How deep is the ocean of data that healthcare organizations, accountable care organizations, and physicians must navigate? One clue: there are now 2,100-plus measures for large health systems to track and report.
Though value-based care still seems like a new concept for many healthcare providers and health systems, the new reality has been headed our way for a few decades now. And the new reality of value-based care is not an option for most providers, especially as both public and commercial payers are now driving the train. It’s a tall order, indeed, but the data-fueled, value-based care train is rolling full steam ahead with new and challenging payment models.
Surely, the change has been rapid – and frequent – and a challenge for physicians and nurses, administrators, and the entire roster of clinic, health system, and hospital staffs. So fast, it seems, that it’s easy to imagine the change began occurring overnight, as if it crept up on us under cover of darkness, looming in the pre-dawn shadows and waiting to pounce at first light. No doubt some may dismiss that description as too ominous and over-dramatic; others will certainly nod in agreement. But the transition from volume to value has been under way for a few decades now.
Along with the flood of data is an alphabet soup of colorful but now-common programs and acronyms. The journey towards value-based care has taken us to the Quality Payment Program (QPP), the Medicare Access and CHIP Reauthorization Act of 2015 (MACRA) and the Merit-based Incentive Payment System (MIPS).
MACRA – which birthed the QPP and MIPS – replaced the sustainable growth rate formula for reimbursing care, putting in place both incentives and penalties for physicians and health systems that fall short of quality measures. The goal of MIPS is to tie 50 percent of Medicare reimbursements to a quality reporting and scoring system by 2019.
CMS would like to eliminate fee-for-service entirely – with commercial insurers following along, no doubt – by the middle of the next decade.
Your data is more than just numbers. It tells a story about your patients, your staff, and your organization as a whole. Careful data collection, reporting, and analysis allows healthcare organizations and providers understand specific needs and steps to implement quality improvement initiatives. Quality and clinical performance measures are being used for many purposes including reimbursement, penalties, accountability, outcomes, reputation, and cost reduction.
With the transformation to value-based care and new payment models now in place, understanding the ABC’s of the health data life cycle is also more important than ever. The seven stages of the health data life cycle are:
- Find the data.
- Capture the data.
- Normalize the data.
- Aggregate the data.
- Report the data.
- Understand the data.
- Act upon the data.
One additional stage, which is a combination of several, is secure, manage, and maintain the data.

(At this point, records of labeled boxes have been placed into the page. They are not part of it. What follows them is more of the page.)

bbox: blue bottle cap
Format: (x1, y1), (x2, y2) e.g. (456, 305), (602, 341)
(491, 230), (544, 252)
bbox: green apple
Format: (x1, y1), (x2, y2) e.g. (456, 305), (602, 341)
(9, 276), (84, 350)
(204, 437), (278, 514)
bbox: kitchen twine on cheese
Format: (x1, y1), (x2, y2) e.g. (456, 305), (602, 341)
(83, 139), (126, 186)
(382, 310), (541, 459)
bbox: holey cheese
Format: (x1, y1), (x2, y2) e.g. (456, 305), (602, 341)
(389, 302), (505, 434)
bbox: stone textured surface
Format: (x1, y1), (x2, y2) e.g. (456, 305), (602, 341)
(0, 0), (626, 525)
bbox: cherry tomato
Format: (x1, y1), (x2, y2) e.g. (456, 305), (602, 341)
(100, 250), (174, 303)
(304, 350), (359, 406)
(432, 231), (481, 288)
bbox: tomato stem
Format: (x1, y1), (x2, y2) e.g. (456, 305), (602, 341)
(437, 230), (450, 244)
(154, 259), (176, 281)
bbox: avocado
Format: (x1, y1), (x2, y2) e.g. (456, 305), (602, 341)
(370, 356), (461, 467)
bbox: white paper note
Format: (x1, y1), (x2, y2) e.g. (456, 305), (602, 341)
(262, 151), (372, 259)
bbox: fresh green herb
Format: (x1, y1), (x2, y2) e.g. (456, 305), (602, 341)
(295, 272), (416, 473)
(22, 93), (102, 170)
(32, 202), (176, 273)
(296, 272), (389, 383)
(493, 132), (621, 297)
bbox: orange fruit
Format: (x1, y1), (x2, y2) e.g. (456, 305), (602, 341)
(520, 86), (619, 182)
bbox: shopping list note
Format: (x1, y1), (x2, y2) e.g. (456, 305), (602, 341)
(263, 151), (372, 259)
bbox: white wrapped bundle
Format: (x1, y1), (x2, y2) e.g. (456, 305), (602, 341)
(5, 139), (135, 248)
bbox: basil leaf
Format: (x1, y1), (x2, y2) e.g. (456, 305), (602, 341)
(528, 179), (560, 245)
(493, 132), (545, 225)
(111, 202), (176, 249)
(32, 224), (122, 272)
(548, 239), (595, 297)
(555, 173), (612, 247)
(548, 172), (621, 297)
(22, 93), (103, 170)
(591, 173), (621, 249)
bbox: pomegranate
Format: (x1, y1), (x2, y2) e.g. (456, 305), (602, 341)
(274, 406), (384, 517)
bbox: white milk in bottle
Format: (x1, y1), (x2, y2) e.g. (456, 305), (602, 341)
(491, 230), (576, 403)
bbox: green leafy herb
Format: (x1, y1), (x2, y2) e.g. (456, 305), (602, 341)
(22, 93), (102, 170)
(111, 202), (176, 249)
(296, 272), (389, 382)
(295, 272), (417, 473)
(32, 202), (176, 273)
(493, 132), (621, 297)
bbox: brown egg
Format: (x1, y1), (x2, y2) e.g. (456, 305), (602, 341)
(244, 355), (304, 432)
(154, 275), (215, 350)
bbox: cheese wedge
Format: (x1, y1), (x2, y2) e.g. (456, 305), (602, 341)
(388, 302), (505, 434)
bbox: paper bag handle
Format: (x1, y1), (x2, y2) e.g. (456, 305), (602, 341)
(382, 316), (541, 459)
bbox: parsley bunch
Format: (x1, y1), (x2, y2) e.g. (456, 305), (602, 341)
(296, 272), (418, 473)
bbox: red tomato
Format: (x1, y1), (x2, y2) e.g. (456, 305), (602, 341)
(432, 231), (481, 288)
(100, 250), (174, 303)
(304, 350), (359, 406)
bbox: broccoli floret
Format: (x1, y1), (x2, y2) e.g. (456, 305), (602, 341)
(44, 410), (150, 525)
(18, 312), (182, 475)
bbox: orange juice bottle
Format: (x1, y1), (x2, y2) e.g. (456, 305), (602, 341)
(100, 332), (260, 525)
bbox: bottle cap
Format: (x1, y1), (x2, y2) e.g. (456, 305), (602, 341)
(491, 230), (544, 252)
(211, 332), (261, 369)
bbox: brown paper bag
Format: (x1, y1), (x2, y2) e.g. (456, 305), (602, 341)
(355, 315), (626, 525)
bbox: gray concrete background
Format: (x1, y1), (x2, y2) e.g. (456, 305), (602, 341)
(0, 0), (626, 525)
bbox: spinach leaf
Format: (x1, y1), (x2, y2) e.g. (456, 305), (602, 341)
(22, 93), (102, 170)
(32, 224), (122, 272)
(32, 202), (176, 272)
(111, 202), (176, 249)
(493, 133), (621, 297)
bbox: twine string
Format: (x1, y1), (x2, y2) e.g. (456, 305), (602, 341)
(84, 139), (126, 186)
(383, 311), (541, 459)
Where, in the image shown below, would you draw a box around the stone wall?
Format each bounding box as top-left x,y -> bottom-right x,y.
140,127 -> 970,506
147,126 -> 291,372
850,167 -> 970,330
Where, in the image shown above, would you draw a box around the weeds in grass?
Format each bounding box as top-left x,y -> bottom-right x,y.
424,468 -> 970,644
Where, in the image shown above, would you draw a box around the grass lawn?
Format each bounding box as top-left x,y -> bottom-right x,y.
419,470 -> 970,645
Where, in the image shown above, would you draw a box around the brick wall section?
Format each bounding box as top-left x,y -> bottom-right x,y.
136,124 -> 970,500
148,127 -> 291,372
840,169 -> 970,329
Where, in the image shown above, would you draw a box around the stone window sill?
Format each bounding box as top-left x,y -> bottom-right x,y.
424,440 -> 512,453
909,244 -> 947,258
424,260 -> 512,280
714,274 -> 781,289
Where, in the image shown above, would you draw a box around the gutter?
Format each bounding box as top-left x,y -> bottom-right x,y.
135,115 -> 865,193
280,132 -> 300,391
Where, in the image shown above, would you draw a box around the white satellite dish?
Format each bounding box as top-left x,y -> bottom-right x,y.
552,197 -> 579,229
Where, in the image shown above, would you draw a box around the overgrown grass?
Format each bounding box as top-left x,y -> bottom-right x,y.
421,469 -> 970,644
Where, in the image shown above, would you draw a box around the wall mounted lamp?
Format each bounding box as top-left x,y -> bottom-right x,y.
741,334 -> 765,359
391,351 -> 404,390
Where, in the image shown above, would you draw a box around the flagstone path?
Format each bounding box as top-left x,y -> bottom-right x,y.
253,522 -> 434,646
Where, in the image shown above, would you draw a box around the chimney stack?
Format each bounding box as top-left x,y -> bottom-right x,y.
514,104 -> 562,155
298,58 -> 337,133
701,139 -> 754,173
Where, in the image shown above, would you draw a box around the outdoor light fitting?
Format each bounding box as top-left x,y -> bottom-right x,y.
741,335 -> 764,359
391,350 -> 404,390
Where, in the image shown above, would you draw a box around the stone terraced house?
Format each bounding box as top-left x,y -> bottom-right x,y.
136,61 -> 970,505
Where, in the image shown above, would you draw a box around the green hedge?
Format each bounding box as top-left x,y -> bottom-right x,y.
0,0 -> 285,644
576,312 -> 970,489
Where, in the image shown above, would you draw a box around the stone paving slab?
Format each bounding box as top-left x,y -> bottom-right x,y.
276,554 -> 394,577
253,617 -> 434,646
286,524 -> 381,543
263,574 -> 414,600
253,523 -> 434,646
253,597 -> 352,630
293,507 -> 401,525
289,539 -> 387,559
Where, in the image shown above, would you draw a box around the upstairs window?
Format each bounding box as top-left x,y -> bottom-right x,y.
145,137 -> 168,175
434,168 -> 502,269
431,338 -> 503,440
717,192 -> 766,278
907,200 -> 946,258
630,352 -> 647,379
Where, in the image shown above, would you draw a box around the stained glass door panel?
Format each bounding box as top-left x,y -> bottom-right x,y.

Data is indeed fueling the engine in the seismic shift from fee-for-service to value-based care. That means data is also flooding providers and organizations that are eager to improve both the quality of care – for individual patients as well as populations – and the cost of care. But the deepening ocean of numbers, notes, diagnoses, and other records can easily overwhelm even those who are most prepared. The bottom line is—many providers are drowning in their data, and they can’t keep up with quality reporting demands. Does your organization sound like any of the following?
- Drowning in all the data and juggling too many records with too little staff time?
- Struggling to keep up with quality measure specifications and reporting guidelines?
- Trying to free up clinical staff for proactive quality improvement initiatives?
- Trying to improve performance on metrics used in quality reporting and value-based purchasing?
If your team is swamped by data abstraction and quality reporting requirements, maybe it’s time to look for a partner that can take healthcare data and translate it into actionable quality improvement processes. Outsourcing your data abstraction can save your organization valuable time, not to mention help you avoid these complications and realize true cost savings.
It’s more than just a staffing solution and shifting your organization’s workload to another company. It’s about finding a partner, a group of talented, trained and passionate individuals who will work hand-in-hand with your staff to help process your data and improve outcomes.
Dedicating resources and proper training is crucial to taming the chaos of a highly complex, time-consuming process that significantly impacts an organization’s financial and competitive standing. Keeping up with constant changes to reporting requirements is a full-time job — and, remember, it’s not an option.